Keiji wrote:[...]is there any way you can construct the aerochoron from the pyrochoron, or vice versa?
As far as I know, the pyrochoron has no direct connections with the other polychora. The connection in 3D is due to the coincidence of the pyrohedron with the alternated geohedron. In 4D, the alternated geochoron is the aerochoron, so you're out of luck there. You'll have to use the geoteron or aeroteron to get the pyrochoron as a vertex figure/cell, and project it back to 4-space.
(But speaking of alternations... the fact that the aerochoron is not only the dual but also the alternation of the geochoron has interesting consequences. One can, for example, decompose a geochoron into two aerochora of the same circumradius, and add a third aerochoron such that the convex hull of the three form the xylochoron. The convex hull of any pair of aerochora in the group is then a geochoron, and thus you have both the compound of 3 aerochora and the compound of 3 geochora in 4D, both spanning the vertices of the xylochoron. Furthermore, the dual xylochoron also gives rise to 3 aerochora and consequently 3 geochora, in an orientation complementary to the first set of 3's, so you can form also the compound of 6 aerochora and the compound of 6 geochora in 4D. The aerochora between the two sets, of course, are not in the right orientation to form geochora, so you can't add more geochora to the compound this way.)
Also, can the runcinate and omnitruncate operators be described from simpler operators (dual, truncate, hemicate, meso)?
In 3D, we have expand(X) = meso(meso(X)) and bevel(X) = truncate(meso(X)), but nothing can be made from 4D mesotruncates...
Keep in mind that these are topological operations, because they don't actually yield uniform polyhedra.
If you want a system that spans all uniform polytopes, nothing can beat Dynkin. The expand(X) operator is but one member from the full set of Dynkin operators. I have found that it's profitable to think in terms of
contraction rather than expansion, mostly because expansion is hard to define for surtopes of dimension less than N-1. Expanding the facets of a polytope is equivalent to
contracting said facets within their hyperplane (i.e., instead of pushing them outwards radially, confine them within their hyperplanes and shrink them). Such a contraction will automatically introduce gaps between vertices, since the vertices will split into k vertices where k is the in-degree of the original vertex, which gaps can be filled with new facets.

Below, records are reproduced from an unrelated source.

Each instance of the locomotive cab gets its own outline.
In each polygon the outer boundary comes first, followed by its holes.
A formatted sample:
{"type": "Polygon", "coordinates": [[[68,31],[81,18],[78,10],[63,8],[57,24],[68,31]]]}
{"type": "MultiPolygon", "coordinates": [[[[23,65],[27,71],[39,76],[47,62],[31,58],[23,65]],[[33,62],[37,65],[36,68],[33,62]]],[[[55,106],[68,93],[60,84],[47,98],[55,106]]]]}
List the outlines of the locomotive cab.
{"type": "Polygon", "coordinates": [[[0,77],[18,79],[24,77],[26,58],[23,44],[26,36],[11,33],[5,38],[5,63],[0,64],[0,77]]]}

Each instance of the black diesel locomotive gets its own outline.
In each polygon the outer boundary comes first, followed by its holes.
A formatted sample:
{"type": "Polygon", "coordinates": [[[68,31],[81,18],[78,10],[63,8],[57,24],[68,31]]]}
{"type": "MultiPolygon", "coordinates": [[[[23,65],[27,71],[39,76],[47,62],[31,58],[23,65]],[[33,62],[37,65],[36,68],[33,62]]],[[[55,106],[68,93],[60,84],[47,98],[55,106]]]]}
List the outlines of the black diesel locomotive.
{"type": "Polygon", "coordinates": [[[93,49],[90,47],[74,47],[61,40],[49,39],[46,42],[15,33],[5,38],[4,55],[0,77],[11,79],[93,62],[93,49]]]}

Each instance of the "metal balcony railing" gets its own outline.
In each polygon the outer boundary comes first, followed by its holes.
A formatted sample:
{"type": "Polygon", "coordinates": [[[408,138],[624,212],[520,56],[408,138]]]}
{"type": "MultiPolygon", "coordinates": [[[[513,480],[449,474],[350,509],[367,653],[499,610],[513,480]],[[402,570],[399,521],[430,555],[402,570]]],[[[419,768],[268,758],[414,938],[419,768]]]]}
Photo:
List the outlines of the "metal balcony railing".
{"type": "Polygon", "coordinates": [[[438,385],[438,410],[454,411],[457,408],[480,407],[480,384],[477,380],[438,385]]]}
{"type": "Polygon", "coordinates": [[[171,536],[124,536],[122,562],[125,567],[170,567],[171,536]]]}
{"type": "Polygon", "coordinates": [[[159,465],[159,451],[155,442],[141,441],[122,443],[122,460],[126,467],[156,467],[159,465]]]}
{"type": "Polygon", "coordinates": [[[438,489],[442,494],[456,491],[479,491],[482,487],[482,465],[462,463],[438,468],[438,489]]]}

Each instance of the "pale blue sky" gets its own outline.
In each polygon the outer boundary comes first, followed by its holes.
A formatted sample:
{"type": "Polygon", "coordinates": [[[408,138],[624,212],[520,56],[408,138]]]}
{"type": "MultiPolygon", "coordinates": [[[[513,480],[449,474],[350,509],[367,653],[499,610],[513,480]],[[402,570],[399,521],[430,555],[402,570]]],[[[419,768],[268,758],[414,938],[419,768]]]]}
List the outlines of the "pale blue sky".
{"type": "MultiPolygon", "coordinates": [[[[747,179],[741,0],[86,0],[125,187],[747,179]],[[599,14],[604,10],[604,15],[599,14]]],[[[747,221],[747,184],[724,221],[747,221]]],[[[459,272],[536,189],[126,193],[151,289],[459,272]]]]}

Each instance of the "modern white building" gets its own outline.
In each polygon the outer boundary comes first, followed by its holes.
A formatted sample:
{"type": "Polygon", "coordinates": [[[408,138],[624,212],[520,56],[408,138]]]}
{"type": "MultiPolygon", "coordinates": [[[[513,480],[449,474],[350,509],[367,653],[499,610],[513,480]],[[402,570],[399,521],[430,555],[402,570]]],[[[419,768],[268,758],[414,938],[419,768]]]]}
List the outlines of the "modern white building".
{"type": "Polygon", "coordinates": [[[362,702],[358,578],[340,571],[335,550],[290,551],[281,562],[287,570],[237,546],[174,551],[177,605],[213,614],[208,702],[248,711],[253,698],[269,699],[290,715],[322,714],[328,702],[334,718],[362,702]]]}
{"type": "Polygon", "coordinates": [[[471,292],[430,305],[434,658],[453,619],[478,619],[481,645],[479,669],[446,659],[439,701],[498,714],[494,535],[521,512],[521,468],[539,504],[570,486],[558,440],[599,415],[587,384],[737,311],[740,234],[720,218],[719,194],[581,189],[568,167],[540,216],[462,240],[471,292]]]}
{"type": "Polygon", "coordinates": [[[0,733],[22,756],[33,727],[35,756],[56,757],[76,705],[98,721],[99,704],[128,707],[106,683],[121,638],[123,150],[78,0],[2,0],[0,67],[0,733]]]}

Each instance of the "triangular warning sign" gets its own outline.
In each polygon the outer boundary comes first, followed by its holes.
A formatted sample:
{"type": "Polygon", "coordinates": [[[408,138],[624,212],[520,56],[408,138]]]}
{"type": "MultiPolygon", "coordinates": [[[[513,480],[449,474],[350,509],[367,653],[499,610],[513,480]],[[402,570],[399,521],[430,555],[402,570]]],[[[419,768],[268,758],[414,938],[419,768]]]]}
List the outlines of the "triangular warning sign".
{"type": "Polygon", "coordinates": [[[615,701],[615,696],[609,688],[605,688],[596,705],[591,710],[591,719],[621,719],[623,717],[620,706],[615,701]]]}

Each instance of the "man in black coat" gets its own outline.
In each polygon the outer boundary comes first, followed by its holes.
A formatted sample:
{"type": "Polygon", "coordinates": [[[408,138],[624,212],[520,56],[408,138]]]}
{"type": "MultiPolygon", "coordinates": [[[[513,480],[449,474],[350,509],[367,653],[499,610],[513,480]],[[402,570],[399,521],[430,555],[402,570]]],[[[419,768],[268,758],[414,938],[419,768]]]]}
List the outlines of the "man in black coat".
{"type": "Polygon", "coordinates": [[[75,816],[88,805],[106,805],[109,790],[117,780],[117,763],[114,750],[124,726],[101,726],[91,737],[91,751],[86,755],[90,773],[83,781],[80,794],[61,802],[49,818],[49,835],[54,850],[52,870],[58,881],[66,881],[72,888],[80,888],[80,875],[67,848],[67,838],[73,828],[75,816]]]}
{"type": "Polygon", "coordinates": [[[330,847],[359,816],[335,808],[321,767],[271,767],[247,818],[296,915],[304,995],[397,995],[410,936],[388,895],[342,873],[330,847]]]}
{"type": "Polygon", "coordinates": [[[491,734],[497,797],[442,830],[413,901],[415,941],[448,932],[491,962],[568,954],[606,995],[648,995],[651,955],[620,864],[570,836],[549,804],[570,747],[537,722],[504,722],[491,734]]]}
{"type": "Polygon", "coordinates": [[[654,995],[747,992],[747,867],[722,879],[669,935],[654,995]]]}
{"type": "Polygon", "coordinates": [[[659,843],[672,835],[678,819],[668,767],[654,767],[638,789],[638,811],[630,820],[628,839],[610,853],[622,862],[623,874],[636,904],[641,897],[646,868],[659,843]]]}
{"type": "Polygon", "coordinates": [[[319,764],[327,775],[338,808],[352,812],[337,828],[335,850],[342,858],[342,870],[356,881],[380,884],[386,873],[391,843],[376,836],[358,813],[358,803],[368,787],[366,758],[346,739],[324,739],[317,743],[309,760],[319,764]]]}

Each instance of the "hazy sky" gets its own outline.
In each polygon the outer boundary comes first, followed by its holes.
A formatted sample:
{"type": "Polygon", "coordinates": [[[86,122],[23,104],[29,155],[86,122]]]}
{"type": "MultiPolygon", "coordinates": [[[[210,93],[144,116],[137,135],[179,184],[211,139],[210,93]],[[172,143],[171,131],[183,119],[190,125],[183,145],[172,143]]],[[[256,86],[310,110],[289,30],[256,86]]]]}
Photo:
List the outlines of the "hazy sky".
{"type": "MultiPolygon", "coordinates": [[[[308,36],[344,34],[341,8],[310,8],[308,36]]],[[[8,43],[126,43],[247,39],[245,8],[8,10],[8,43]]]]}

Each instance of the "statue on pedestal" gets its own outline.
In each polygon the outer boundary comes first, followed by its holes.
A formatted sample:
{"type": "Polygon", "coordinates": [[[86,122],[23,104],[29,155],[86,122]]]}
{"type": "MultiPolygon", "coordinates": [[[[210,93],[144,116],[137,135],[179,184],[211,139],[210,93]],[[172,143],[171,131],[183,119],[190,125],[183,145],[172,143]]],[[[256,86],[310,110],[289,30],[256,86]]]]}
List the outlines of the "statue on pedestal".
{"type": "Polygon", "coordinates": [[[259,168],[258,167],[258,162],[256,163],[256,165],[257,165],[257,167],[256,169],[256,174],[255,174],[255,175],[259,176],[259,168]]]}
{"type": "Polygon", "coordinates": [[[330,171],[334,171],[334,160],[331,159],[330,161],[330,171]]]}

Instead of merely shrinking facets, we can allow shrinkage of elements of any dimension. For example, shrinking the pentagonal faces of the 120-cell turns each dodecahedral cell into a rhombicosidodecahedron, while keeping adjacent cells still joined, thus producing the cantellated 120-cell. Shrinking the edges to 2/3 length, instead, causes the pentagonal faces to turn into decagons, while still keeping all the cells joined together as before. This thus produces the truncated 120-cell. If we then shrink the decagonal faces of the truncated 120-cell, the cells turn into great rhombicosidodecahedra, while still keeping the cells joined as before, thus producing the cantitruncated 120-cell. Shrinking these great rhombicosidodecahedra produces the omnitruncated 120-cell. If the 120-cell's edges are shrunk to a point, then the dodecahedra become icosidodecahedra, and you get the rectified 120-cell. Shrinking the pentagons to a point turns the dodecahedra into icosahedra, while keeping the cells joined at these shrunk points, so that's the rectified 600-cell. If you shrink the rectified 120-cell's pentagons instead, the icosidodecahedra turn into truncated icosahedra which are joined to each other by their pentagonal faces: this is the bitruncated 120-cell. So here you have it: the mesotruncate. (You start with a 120-cell, shrink its edges to a point to get the rectified 120-cell, then shrink its pentagonal faces so that its cells turn into truncated icosahedra.)
Note that unlike the expand/truncate operators, these shrinkage operations always produce uniform polytopes (provided the degrees of shrinkages is correct). You never need to deform the resulting polytope in any way to make it uniform, unlike the topological derivation: truncate(icosidodecahedron) = non-uniform great rhombicosidodecahedron.